The Crowd Out Question

This Week: Does GAI crowd out human creators, better attention priors, augmenting llm’s, simulating subjects, llm hypotheses, machine bias

Does Generative AI Crowd Out Human Creators? Evidence from Pixiv

Yes

“First, illustration posts experience a loss of viewer attention, measured by bookmarks, following the AI launch, which can significantly harm creators’ business models. Second, direct competition from AI-generated content plays an important role: illustrators working on intellectual properties (IPs, such as Pokémon) that are more heavily invaded by AI reduce their uploads disproportionately more. We further examine creators’ responses and show that illustrators with greater exposure to AI avoid using tags favored by AI- generated content after the AI launch and broaden the range of IPs they work on, consistent with a risk-hedging response to AI invasion.”

kim-1.png

“On average, our results indicate a 10.1% reduction in post uploads for illustrators (the treated group) following the AI launch. Investigating heterogeneous effects further, we find that (1) com- mercial creators who attach links to commercial websites (e.g., for paid subscriptions) experience a larger chilling effect of 14.3%, and (2) the chilling effect is disproportionately large for creators in the top 1% of productivity, measured by monthly post uploads. The second finding helps explain why our estimated chilling effect is smaller than that reported in some existing papers and implies that analyses focusing on the most popular creators may overstate the chilling effect of the AI launch.”

Kim, S., Jin, G. Z., & Lee, E. (2026). Does Generative AI Crowd Out Human Creators? Evidence from Pixiv (No. w34733). National Bureau of Economic Research.

http://www.nber.org/papers/w34733

You Need Better Attention Priors

Not baaaaaaaad

“We introduce Generalized Optimal transport Attention with Trainable priors (GOAT), a new attention mechanism that replaces this naive assumption with a learnable, continuous prior.”

“Attention sinks are tokens that absorb probability mass when the query contains little semantic signal.
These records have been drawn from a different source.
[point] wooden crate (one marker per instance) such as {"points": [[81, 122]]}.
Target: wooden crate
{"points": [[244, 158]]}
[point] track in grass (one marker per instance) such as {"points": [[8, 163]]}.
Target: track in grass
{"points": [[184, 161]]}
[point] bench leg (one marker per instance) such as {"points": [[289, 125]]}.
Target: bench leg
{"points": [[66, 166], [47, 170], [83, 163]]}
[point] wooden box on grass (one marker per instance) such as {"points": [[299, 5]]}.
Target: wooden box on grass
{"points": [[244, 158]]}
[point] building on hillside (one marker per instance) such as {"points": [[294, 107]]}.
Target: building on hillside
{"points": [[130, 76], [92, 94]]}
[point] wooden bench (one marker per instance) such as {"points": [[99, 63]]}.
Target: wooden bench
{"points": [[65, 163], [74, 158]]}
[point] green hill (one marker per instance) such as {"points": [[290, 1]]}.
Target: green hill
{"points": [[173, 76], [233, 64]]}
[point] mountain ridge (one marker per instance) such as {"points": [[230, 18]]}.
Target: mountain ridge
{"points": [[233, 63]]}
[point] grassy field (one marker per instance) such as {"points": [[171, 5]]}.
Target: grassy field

While often viewed as a learned artifact necessary to satisfy the softmax constraint, our EOT formulation offers a first-principles explanation: sinks are the optimal solution to the KL regularized objective in low-signal regimes.”

Litman-Guo.png

“This work identifies that the fragility of standard selfattention, manifesting as poor length generalization and emergent attention sinks, stems from the implicit assumption of a uniform prior within the mechanism’s EOT formulation.”

Litman, E., & Guo, G. (2026). You Need Better Attention Priors. arXiv preprint arXiv:2601.15380.
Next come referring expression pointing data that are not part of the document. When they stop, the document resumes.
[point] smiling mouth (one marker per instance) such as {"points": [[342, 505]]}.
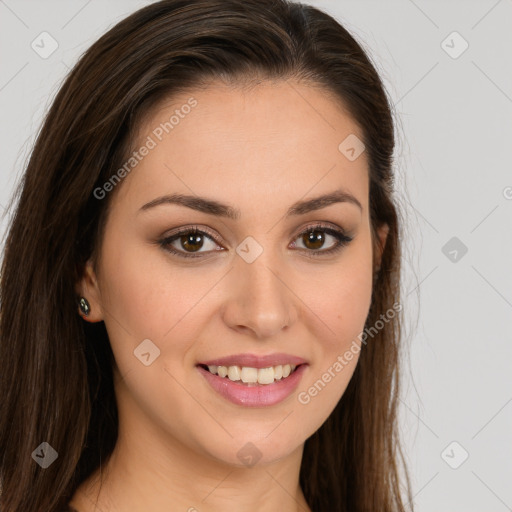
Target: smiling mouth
{"points": [[252, 376]]}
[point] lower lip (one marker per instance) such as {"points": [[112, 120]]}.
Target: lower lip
{"points": [[259, 395]]}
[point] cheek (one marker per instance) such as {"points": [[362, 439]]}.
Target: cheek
{"points": [[149, 295]]}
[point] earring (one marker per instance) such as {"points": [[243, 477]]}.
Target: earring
{"points": [[84, 306]]}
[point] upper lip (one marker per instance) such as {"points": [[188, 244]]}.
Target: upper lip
{"points": [[255, 361]]}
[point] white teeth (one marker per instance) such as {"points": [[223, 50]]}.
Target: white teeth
{"points": [[251, 375], [266, 375], [234, 373]]}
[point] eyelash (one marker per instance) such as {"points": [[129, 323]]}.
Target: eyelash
{"points": [[341, 238]]}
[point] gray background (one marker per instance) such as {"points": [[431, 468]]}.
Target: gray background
{"points": [[453, 165]]}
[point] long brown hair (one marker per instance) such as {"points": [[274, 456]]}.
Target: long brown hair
{"points": [[56, 370]]}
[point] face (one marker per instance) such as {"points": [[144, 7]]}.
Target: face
{"points": [[268, 279]]}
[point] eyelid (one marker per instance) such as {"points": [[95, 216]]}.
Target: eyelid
{"points": [[342, 239]]}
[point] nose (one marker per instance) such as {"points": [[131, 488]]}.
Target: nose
{"points": [[260, 301]]}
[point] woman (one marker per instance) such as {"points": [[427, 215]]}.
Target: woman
{"points": [[200, 283]]}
https://arxiv.org/abs/2601.15380

How to Build AI Agents by Augmenting LLMs with Codified Human Expert Domain Knowledge? A Software Engineering Framework

Reading data can be generally quite hard

“We propose a software engineering framework to capture human domain knowledge for engineering AI agents in simulation data visualization by augmenting a Large Language Model (LLM) with a request classifier, Retrieval-Augmented Generation (RAG) system for code generation, codified expert rules, and visualization design principles unified in an agent demonstrating autonomous, reactive, proactive, and social behavior. Evaluation across five scenarios spanning multiple engineering domains with 12 evaluators demonstrates 206% improvement in output quality, with our agent achieving expert level ratings in all cases versus baseline’s poor performance, while maintaining superior code quality with lower variance.”

Ulan-1.png

“This challenge is particularly acute in data visualization, where creating effective charts requires both domain knowledge and visualization expertise. Non-experts typically default to familiar chart types because selecting appropriate techniques for complex data remains difficult [11].”
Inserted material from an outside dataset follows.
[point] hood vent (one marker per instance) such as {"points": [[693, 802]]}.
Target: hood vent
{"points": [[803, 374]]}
“The system enables non-experts using simple prompts to generate visualizations that correctly apply nuanced expert rules—such as dashed lines for nonconverged variables—that even human engineers sometimes miss.”

Kulyabin, M., Fuhrmann, I., Joosten, J., Pacheco, N. M. M., Petridis, F., Johnson, R., ... & Olsson, H. H. (2026). How to Build AI Agents by Augmenting LLMs with Codified Human Expert Domain Knowledge? A Software Engineering Framework. arXiv preprint arXiv:2601.15153.

https://arxiv.org/abs/2601.15153

Simulating Subjects: The Promise and Peril of Artificial Intelligence Stand-Ins for Social Agents and Interactions

There can be a lot of wisdom in those unexpected ways

“We then identify six characteristics of current models that are likely to impair realistic simulation human subjects: bias, uniformity, atemporality, impoverished sensory experience, linguistic cultures, and alien intelligence.”

Kozlowski.png

“Despite these similarities, however, an LLM’s mind remains profoundly different from a human mind, and while their command of language makes it easy to anthropomorphize them, a number of observations suggest that LLMs continue to cognize in a way very alien to our own. The “alien intelligence” of LLMs warrants special caution precisely because these models are deceptively similar to humans. Even in extended interactions, it can be nearly impossible to tell if one’s conversation partner is human or AI. Yet at critical moments, the hidden, internal differences between these models and human minds may lead to profoundly inhuman outputs, which could severely distort a simulation study’s findings.”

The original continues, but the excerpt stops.